Les produits à base de protéines végétales ne pourront plus porter de noms associés aux produits d'origine animale. Concrètement, les termes tels que "steak", "saucisse" ou "lardon" ne seront plus autorisés. Cette décision a été officialisée par un décret publié le 30 juin au Journal officiel.
L'interdiction des termes liés aux produits d'origine animale
À partir du 1er octobre 2022, les produits d'origine végétale ne pourront plus mentionner les termes "steak" ou "lardon" sur leur étiquette. Pour éviter le gaspillage, le décret précise que les produits déjà fabriqués ou étiquetés avant cette date pourront être commercialisés jusqu'au 31 décembre 2023. Il établit également des seuils de teneur en protéines pour les appellations : 7% pour les steaks, 3% pour les saucisses de Francfort, 1% pour le saucisson, et 0,5% pour les lardons ou le bacon.

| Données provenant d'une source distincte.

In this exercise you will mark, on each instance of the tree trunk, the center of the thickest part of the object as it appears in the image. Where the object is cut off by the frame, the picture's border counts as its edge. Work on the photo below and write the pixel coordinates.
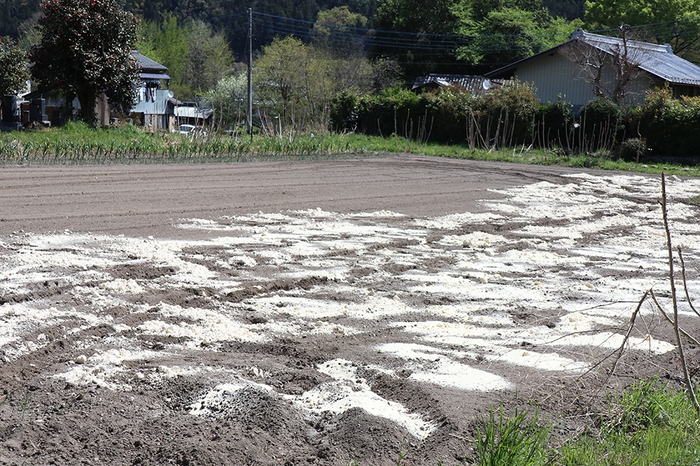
(87, 98)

Les produits fabriqués ou commercialisés par des États de l'Union Européenne sont exemptés de cette nouvelle réglementation. En outre, l'Europe interdit déjà certaines désignations pour les produits à base de lait, tels que "yaourt" ou "fromage", pour les produits d'origine végétale.
Les raisons derrière cette interdiction
Les grands syndicats de la filière animale accueillent cette décision avec enthousiasme. Ils estiment que cela représente une étape cruciale vers une transparence accrue pour le consommateur et la préservation de nos savoir-faire, selon Jean-François Guihard, président d'Interbev, l'association nationale interprofessionnelle du bétail et des viandes, comme rapporté par Le Monde. Cette mesure vise également à protéger les désignations animales face aux produits de synthèse.
À l'inverse, pour l'Observatoire national de l'alimentation végétale, ce décret va à l'encontre des enjeux contemporains et de la politique européenne sur ces questions.